Being riders at heart, this group never stopped riding, especially after the smoke cleared. Duran found himself riding with different groups, particularly the Chosen Few bike club but still considered himself a Sagitsit member.
From classic machines like the BMW R50, to road-ripping Japanese street nakeds like the CB750F, Duran has tried them all. During those days money was not an issue for this group, so they just rode any bike they wanted.
Of course, none of them are getting any younger. As the years went by, they found themselves riding smaller bikes because of health issues. In the past years, Duran shifted from one scooter to another.

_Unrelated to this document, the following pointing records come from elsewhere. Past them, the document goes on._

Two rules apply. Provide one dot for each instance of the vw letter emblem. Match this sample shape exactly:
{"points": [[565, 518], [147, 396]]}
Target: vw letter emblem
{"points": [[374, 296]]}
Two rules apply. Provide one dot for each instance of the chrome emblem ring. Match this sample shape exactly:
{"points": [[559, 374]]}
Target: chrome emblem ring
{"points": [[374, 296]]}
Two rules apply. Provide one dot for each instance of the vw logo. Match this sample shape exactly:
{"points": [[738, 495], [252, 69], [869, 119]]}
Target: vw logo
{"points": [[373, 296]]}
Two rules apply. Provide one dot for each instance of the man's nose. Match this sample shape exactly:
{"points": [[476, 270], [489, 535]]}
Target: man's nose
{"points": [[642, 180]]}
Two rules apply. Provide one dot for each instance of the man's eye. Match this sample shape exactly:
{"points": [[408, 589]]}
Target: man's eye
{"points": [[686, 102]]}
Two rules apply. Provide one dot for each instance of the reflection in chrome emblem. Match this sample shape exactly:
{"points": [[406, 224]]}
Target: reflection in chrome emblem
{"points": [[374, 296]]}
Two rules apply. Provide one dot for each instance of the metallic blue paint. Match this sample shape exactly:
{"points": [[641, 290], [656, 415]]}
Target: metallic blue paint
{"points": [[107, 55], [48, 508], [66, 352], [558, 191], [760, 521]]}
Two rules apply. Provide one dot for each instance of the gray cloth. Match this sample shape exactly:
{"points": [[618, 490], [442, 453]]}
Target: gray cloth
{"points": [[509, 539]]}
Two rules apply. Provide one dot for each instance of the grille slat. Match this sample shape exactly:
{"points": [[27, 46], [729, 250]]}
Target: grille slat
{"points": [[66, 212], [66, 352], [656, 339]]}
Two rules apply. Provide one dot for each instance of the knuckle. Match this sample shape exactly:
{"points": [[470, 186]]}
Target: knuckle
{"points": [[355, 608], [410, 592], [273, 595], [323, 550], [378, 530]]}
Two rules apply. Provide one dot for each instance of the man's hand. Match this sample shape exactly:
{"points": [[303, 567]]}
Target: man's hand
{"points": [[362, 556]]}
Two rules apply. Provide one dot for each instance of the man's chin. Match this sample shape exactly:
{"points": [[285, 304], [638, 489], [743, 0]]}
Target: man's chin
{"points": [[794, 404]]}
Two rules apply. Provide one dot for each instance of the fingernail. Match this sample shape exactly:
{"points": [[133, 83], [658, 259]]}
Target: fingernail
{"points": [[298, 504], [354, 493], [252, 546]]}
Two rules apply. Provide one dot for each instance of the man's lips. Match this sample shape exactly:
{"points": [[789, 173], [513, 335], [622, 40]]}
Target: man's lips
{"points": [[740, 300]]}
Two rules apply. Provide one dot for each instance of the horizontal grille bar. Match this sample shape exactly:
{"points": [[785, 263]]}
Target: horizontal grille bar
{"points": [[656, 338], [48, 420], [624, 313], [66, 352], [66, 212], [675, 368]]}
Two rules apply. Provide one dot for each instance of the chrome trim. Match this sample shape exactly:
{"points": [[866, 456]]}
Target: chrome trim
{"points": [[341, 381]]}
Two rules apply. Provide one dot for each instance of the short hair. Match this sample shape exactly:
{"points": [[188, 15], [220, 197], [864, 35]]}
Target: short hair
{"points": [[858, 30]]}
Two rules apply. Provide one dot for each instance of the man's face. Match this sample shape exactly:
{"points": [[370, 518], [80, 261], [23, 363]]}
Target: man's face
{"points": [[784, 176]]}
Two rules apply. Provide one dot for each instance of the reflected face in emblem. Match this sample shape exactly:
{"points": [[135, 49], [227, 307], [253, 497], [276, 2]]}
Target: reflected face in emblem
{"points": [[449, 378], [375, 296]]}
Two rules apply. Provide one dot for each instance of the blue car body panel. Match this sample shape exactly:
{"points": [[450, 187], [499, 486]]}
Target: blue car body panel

The only time he gets to ride a big bike was when Mandaluyong mayor Benhur Abalos would ask him to take his Ducati bikes for a quick spin to make they’re in good running condition. He worked as a consultant to the Office of the Mayor, you see.
His son, Adrian, works at the Yamaha YZone in Mandaluyong City, so the elder Duran ends up drooling over the R1 sportbikes and Tenere adventure tourer every now and then. That’s the nearest he can get to a big bike.

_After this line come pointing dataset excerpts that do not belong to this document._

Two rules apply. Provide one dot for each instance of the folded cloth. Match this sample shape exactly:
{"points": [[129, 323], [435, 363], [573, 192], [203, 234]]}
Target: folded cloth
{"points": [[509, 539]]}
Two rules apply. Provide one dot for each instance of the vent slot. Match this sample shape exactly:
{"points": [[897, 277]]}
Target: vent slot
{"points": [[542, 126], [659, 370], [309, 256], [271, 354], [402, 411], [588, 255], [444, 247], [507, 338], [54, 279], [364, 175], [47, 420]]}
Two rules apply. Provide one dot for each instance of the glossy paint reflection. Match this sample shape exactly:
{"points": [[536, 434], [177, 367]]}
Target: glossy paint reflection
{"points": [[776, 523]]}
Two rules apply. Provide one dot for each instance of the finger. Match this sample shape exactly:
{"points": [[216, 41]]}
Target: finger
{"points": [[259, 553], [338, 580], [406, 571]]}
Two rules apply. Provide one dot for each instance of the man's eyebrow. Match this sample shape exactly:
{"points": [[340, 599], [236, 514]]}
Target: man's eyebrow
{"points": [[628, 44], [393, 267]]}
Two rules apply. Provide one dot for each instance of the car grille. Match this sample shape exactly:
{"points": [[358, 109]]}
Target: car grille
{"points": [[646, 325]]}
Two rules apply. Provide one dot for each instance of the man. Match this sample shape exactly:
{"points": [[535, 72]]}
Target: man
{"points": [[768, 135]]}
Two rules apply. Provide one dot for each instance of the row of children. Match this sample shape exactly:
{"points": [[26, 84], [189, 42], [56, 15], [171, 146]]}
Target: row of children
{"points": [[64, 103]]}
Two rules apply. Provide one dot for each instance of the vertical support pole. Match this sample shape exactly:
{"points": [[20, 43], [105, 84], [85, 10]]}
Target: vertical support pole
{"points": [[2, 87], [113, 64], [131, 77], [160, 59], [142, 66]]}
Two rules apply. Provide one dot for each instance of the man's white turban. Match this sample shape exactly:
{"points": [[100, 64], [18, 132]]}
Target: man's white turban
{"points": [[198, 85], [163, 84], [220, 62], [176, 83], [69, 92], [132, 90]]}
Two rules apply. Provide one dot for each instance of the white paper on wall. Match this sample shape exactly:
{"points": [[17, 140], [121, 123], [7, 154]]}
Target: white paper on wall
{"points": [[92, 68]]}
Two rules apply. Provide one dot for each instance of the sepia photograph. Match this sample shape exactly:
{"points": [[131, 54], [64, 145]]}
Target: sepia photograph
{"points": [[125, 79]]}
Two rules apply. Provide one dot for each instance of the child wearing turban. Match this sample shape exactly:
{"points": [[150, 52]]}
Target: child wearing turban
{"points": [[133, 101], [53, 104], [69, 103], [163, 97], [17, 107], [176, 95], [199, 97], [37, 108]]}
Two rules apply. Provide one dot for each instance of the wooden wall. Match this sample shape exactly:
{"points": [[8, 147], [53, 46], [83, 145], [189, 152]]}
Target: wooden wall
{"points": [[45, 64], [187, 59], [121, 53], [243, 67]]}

Adrian’s parents bought him his first Yamaha Serrow when he was around 13 years old. And now that he’s financially stable, he felt it was payback time.

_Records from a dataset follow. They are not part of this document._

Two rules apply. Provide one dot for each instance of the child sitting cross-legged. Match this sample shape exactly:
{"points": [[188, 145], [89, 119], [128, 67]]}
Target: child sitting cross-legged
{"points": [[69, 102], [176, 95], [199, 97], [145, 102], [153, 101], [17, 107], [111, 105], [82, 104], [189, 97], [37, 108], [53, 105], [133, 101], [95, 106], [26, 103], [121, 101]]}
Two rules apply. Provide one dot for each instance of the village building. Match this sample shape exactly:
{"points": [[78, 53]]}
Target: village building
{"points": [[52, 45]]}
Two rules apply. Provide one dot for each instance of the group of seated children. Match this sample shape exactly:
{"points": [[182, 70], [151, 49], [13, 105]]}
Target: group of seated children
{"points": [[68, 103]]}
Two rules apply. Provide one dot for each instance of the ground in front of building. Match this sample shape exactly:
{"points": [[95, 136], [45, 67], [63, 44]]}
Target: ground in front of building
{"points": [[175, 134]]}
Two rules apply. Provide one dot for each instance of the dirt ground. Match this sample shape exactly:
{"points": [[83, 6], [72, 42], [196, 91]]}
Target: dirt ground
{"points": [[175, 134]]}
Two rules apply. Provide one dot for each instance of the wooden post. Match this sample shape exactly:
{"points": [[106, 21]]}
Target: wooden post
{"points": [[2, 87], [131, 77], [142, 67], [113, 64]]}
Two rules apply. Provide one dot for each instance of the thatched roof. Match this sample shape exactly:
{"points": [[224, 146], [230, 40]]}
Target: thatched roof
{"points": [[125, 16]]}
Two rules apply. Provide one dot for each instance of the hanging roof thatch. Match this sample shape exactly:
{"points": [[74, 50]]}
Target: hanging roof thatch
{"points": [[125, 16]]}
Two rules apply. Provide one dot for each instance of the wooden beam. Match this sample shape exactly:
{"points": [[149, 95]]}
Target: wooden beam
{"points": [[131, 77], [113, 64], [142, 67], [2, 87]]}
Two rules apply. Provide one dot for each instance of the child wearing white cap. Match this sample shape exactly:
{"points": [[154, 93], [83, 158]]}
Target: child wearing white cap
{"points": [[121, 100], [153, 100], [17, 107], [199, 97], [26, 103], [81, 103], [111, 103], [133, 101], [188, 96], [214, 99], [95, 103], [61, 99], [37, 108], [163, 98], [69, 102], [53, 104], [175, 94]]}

“Dad, type mo ba yung Yamaha XSR155?” the older Duran remembered his son asking him. “Oo naman!” he blurted. First thing in the morning the next day, the two brought home this tiny yet hot-selling retro bike. It was the first bike that Duran received from his son as a gift. He’s so mesmerized by it because it really looks like its bigger siblings—the XSR700 and the XSR900. The XSR155 is priced at P162,000.
The only problem for Lory is the bike’s tall seat height. In the past Lory could ride any bike: big or small, high or low-seat, heavy or lightweight. It’s a different story now. Father and son had to do some tweaks to the seat height, front fork, and rear shock absorbers.
The last long ride of Lory was only last year when he took a Yamaha NMax to Bicol with six of his friends from the Chosen Few bike club. On their way back, Lory almost crashed his scooter into a house in Lucban, Quezon province when he fell asleep while riding.
Luckily, one of their companions blew his horn waking Lory up while his bike was already cruising on the opposite lane.
Octogenarians need close monitoring and that’s what Adrian is exactly doing now to his father. So while the Lory and his new XSR155 are in a lockdown due to the limited movement afforded to seniors at the moment, he keeps himself busy tinkering and cleaning the bike almost every hour of the day.
At least he’s very happy with his new retro bike! Congratulations, Lory Duran!